| msiegler(at)whizbang.com Research Scientist WhizBang! Labs, Inc. +1.412.683.0987 http://www.whizbang.com/ |
msiegler(at)ureach.com 950 Milton Street Pittsburgh, PA 15218 +1.412.519.2893 [cell] +1.412.243.7164 [home] |
I turn complex projects with slipping deadlines, uncertain requirements, sprawling resource usage, and half-implemented technologies into on-time deliverables with solid requirements and reliable schedules.
I interact with customers (acct or tech contact) to build SOWs and schedules, seal requirements and manage an iterative plan to meet their business needs. I work with marketing, developers, and scientists, IT, and production staff to execute projects on-time and under-budget.
I build teams out of heterogeneous groups of people, accommodating both 20-year senior scientists and juniors right out of college.
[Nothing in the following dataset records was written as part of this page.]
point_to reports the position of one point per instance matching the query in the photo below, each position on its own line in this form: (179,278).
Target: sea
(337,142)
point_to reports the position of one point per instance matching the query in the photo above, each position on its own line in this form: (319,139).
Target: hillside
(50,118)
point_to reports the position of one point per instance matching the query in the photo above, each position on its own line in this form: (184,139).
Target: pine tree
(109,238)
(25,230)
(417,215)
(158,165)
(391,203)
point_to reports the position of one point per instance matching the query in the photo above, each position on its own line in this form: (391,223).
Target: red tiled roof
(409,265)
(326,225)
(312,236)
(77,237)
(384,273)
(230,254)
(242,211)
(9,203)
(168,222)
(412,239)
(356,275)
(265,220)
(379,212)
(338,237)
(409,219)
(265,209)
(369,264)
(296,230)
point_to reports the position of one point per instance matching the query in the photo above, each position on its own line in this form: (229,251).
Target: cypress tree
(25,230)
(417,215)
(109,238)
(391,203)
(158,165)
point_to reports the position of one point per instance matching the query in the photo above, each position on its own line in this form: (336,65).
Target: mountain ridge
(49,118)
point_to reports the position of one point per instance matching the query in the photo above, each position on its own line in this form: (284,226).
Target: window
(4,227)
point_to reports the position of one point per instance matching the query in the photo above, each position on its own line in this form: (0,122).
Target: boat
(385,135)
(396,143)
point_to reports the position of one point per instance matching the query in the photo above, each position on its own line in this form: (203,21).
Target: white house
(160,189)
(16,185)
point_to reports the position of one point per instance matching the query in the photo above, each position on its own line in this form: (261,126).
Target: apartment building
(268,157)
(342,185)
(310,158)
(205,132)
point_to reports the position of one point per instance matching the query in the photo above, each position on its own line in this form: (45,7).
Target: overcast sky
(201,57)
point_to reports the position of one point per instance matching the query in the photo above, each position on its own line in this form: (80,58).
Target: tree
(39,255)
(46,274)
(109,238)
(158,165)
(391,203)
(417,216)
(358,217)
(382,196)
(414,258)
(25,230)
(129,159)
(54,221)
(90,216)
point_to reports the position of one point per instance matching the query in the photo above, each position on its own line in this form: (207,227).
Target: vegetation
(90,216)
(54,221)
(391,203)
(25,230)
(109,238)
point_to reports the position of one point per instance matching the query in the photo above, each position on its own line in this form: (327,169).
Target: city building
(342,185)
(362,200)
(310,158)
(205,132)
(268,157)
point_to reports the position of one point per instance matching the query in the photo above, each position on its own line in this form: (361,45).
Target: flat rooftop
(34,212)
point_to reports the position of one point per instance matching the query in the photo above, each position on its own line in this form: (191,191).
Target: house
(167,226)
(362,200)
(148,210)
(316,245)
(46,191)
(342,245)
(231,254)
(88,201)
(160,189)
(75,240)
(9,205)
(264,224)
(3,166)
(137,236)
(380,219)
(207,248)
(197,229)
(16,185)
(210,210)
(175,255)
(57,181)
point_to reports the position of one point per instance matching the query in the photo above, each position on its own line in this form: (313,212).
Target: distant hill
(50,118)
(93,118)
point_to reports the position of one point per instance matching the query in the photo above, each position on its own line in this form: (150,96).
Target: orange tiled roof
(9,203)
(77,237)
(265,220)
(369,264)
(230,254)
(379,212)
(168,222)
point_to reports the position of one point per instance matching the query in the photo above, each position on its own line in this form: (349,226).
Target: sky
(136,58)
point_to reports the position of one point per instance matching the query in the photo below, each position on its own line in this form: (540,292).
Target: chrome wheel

I work to build collective goals and meet the professional needs of employees.
Ph.D. (4.0/4.0) Electrical and Computer Engineering, Carnegie Mellon University (October 1999)
Thesis: Integration of Continuous Speech Recognition and Information Retrieval for Mutually Optimal Performance
M.S. (3.8/4.0) Electrical and Computer Engineering, Carnegie Mellon University (May 1996)
Report: Measuring and Compensating for the Effects of Speech Rate in Large Vocabulary Continuous Speech Recognition
B.S. honors (3.7/4.0) Virginia Polytechnic Institute and State University (May 1993)
Technical project management for delivery of custom products and services having complex customer requirements and extraordinary technical challenges.
Proficient in translating academic theory and research software for speech, image, and language processing into component tools for product development.
Lucid presentation and charismatic persuasion skills for both technical and general layman communications, written and oral, single or groups.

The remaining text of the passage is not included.